Health secretary Jeremy Hunt has asked the Independent Reconfiguration Panel to carry out a full review of the decision to close some children’s heart surgery centres.

Mr Hunt has asked the panel to deliver a report by February on whether it believes the recommendations of the Safe and Sustainable Review of children’s congenital heart services will deliver the improvements which it claims.

It follows a long and expensive battle between the Joint Committee of Primary Care Trusts, which is proposing the reconfiguration, with the providers who would lose services and campaigners trying to save them.

Mr Hunt’s decision comes after councillors in Lincolnshire and Leicestershire referred the decision to close the Glenfield children’s heart surgery unit at the University Hospitals of Leicester Trust to the health secretary last month. They argued it was not in the best interests of the public.

Campaigners in Leeds said in September they would seek judicial review of the entire consulation process.

In July the joint committee took a decision to remove children’s heart surgery from University Hospitals of Leicester, the Royal Brompton Hospital in London and Leeds General Infirmary. That followed a separate legal victory by the JCPCT over a legal challenge to its proposals by the Royal Brompton.

Although the IRP will now review the paediatric surgery decision, it will not examine the decision to move the ECMO (extracorporeal membrane oxygenation) service for children from Glenfield Hospital to Birmingham Children’s Hospital, despite campaigners for Leicester services saying the two issues are linked.

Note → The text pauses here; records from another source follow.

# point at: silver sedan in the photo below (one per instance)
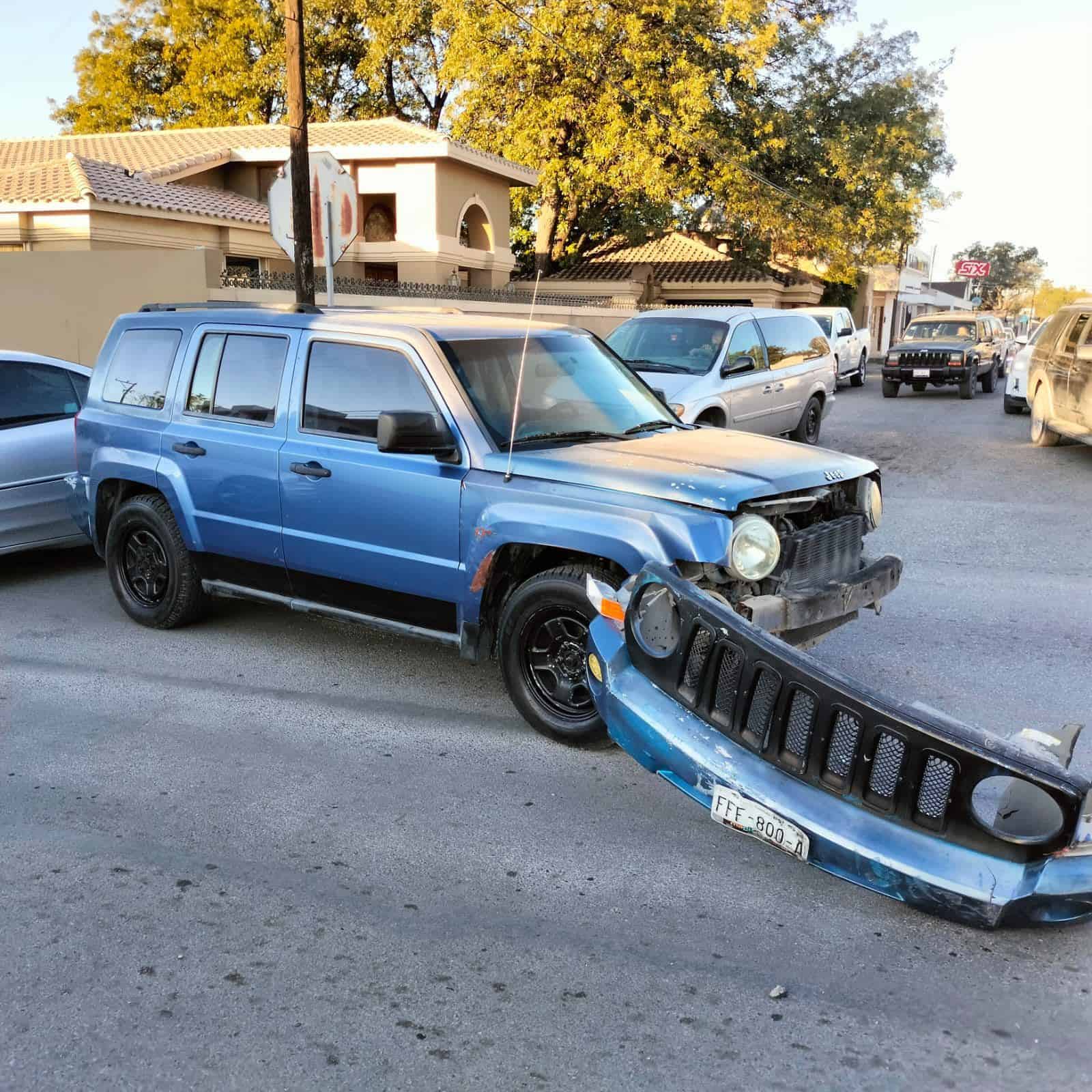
(40, 397)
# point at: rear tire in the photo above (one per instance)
(151, 571)
(542, 642)
(807, 429)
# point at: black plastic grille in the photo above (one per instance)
(802, 713)
(699, 653)
(844, 744)
(936, 786)
(764, 699)
(728, 680)
(887, 764)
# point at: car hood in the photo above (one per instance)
(936, 344)
(709, 468)
(670, 384)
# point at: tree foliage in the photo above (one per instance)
(1014, 270)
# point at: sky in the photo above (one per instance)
(1017, 113)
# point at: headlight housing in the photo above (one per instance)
(755, 549)
(871, 502)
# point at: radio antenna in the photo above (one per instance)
(519, 380)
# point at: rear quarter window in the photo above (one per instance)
(141, 369)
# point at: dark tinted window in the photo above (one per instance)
(349, 386)
(32, 392)
(238, 376)
(792, 339)
(141, 367)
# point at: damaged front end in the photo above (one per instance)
(895, 797)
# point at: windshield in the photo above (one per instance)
(571, 385)
(670, 344)
(936, 330)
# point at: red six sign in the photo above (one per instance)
(968, 267)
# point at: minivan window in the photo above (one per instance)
(141, 367)
(670, 344)
(238, 376)
(792, 339)
(349, 387)
(34, 392)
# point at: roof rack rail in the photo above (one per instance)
(231, 305)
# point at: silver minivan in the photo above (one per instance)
(751, 369)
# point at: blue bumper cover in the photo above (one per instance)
(846, 839)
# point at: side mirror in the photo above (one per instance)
(414, 434)
(737, 367)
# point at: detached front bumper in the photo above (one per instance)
(696, 738)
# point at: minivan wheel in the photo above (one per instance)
(542, 646)
(151, 571)
(807, 429)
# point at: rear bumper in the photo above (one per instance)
(848, 841)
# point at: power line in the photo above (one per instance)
(704, 147)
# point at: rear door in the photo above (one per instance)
(366, 530)
(222, 445)
(38, 449)
(749, 393)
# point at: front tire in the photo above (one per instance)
(542, 642)
(151, 571)
(807, 429)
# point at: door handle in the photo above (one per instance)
(309, 470)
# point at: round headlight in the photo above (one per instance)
(657, 620)
(755, 549)
(871, 502)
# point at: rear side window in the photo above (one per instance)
(238, 376)
(34, 392)
(792, 339)
(349, 386)
(141, 367)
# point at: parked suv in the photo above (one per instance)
(953, 347)
(1059, 377)
(735, 367)
(362, 465)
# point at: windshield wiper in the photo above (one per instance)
(650, 425)
(588, 434)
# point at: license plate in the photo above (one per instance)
(731, 809)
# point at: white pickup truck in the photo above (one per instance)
(850, 344)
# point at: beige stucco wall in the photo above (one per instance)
(63, 304)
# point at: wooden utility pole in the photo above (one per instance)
(300, 167)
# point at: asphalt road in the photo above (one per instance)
(272, 853)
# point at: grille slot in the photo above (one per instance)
(802, 715)
(764, 700)
(887, 766)
(844, 747)
(936, 786)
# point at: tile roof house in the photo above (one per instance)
(677, 268)
(431, 207)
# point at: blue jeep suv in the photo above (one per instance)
(364, 465)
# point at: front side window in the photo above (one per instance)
(571, 385)
(670, 344)
(349, 387)
(31, 393)
(141, 367)
(792, 340)
(238, 376)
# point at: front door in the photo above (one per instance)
(365, 530)
(221, 448)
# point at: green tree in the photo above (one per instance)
(1014, 270)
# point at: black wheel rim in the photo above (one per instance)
(811, 424)
(145, 567)
(553, 657)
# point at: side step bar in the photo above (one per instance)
(227, 591)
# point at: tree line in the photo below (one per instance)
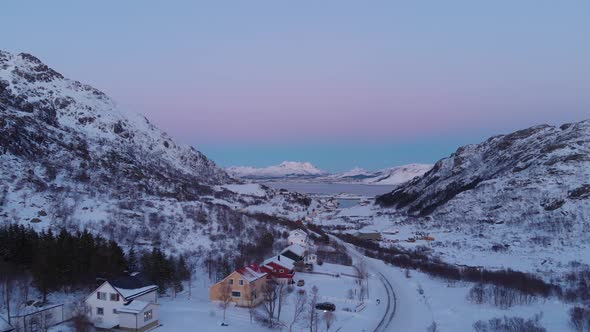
(66, 261)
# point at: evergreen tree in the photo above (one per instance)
(132, 264)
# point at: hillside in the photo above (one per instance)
(519, 201)
(536, 176)
(69, 157)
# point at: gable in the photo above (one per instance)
(106, 287)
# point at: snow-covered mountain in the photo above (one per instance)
(519, 201)
(389, 176)
(286, 169)
(307, 172)
(539, 175)
(69, 157)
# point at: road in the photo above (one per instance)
(388, 316)
(391, 305)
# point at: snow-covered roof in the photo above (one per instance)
(280, 260)
(297, 232)
(296, 249)
(132, 293)
(133, 285)
(251, 272)
(133, 307)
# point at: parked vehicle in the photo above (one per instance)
(326, 306)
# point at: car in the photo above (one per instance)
(326, 306)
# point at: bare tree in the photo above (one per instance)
(329, 318)
(225, 297)
(191, 265)
(80, 317)
(298, 310)
(9, 277)
(312, 312)
(270, 293)
(363, 280)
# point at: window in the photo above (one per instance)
(147, 315)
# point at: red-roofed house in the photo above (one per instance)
(245, 285)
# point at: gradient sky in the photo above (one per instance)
(338, 83)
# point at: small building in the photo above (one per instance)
(36, 316)
(127, 303)
(375, 236)
(279, 268)
(299, 237)
(5, 326)
(298, 253)
(245, 286)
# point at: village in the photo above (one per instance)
(292, 290)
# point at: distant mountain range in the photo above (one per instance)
(305, 171)
(287, 169)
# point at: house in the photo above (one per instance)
(245, 286)
(295, 252)
(375, 236)
(298, 253)
(128, 303)
(36, 316)
(4, 326)
(299, 237)
(279, 268)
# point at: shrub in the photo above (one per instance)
(510, 324)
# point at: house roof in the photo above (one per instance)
(281, 261)
(296, 249)
(133, 285)
(298, 232)
(133, 307)
(251, 272)
(4, 326)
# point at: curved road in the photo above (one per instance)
(391, 297)
(391, 305)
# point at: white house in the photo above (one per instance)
(299, 237)
(299, 253)
(128, 303)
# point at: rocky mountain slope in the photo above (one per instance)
(537, 176)
(70, 158)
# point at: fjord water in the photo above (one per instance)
(332, 188)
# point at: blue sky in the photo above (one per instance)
(337, 83)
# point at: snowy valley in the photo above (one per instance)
(495, 234)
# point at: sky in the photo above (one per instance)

The Safe and Sustainable review involved an assessment of all 11 children’s heart surgery units in England and attracted the largest public response to a consultation ever seen by the NHS, including around 75,000 comments.

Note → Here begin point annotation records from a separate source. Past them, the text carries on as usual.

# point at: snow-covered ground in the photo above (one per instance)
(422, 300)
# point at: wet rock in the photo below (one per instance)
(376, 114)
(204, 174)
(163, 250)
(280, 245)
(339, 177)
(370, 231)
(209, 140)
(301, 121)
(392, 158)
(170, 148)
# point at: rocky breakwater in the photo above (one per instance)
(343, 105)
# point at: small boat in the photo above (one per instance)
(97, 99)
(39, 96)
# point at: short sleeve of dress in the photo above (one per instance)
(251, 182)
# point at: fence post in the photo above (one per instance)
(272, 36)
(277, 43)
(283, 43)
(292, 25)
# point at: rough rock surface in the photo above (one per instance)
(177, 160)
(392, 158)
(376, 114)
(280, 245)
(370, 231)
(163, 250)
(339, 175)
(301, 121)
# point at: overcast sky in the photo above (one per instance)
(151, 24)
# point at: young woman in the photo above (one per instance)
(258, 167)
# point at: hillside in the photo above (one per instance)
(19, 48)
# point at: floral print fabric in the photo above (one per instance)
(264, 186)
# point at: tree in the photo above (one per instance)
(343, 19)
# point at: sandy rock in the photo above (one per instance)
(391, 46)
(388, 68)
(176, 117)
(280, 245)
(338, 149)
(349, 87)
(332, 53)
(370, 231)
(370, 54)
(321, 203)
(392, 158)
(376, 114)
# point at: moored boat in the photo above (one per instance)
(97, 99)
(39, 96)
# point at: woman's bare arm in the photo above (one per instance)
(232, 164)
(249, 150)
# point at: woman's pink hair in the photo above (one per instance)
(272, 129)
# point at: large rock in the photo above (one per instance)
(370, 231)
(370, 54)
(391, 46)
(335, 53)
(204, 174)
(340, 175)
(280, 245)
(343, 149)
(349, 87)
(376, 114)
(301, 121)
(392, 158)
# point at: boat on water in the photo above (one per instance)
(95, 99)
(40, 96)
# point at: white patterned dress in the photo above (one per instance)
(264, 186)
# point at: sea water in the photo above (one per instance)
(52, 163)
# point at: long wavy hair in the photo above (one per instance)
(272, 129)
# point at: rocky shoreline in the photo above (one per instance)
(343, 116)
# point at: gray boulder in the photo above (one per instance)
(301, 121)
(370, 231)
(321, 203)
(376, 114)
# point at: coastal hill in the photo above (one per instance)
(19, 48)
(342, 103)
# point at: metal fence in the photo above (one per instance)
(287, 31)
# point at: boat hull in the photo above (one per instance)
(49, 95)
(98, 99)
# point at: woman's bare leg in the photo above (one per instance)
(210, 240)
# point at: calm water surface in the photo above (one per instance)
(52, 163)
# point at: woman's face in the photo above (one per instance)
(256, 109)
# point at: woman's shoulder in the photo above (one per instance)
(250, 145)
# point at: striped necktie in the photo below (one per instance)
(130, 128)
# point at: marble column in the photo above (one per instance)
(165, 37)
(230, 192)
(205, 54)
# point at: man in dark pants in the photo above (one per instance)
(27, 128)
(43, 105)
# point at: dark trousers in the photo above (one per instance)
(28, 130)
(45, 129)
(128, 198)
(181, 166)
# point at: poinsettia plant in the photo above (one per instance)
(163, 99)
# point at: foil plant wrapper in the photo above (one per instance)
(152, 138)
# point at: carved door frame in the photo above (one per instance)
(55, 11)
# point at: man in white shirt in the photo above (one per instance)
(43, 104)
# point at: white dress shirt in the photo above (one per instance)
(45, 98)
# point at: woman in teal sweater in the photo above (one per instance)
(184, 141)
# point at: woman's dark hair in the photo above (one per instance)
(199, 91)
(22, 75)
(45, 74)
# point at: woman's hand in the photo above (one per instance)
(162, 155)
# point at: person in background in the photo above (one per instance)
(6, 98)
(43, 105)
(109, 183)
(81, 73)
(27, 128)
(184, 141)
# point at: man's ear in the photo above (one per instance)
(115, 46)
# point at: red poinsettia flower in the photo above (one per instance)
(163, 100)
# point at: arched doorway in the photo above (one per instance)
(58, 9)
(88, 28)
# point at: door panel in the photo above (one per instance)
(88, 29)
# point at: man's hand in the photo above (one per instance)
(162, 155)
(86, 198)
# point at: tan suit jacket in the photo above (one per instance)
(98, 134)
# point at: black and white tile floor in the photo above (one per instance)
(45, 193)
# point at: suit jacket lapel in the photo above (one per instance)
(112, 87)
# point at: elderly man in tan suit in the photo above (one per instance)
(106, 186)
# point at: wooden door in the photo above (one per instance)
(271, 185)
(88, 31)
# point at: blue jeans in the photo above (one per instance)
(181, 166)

The decision to reduce children’s heart surgery centres has been based on a view that expertise is spread too thinly and should be concentrated in fewer hospitals.

Sir Neil McKay, chairman of the joint committee, said it would work with the panel review. He added: “The decision on the future of children’s heart services was made after carefully considering a number of factors, which included evidence on patient travel times, transferring ECMO services and demand on surgical services. The IRP has noted the JCPCT’s concern that the process of challenging the decision risks further uncertainty for children’s heart services in England.”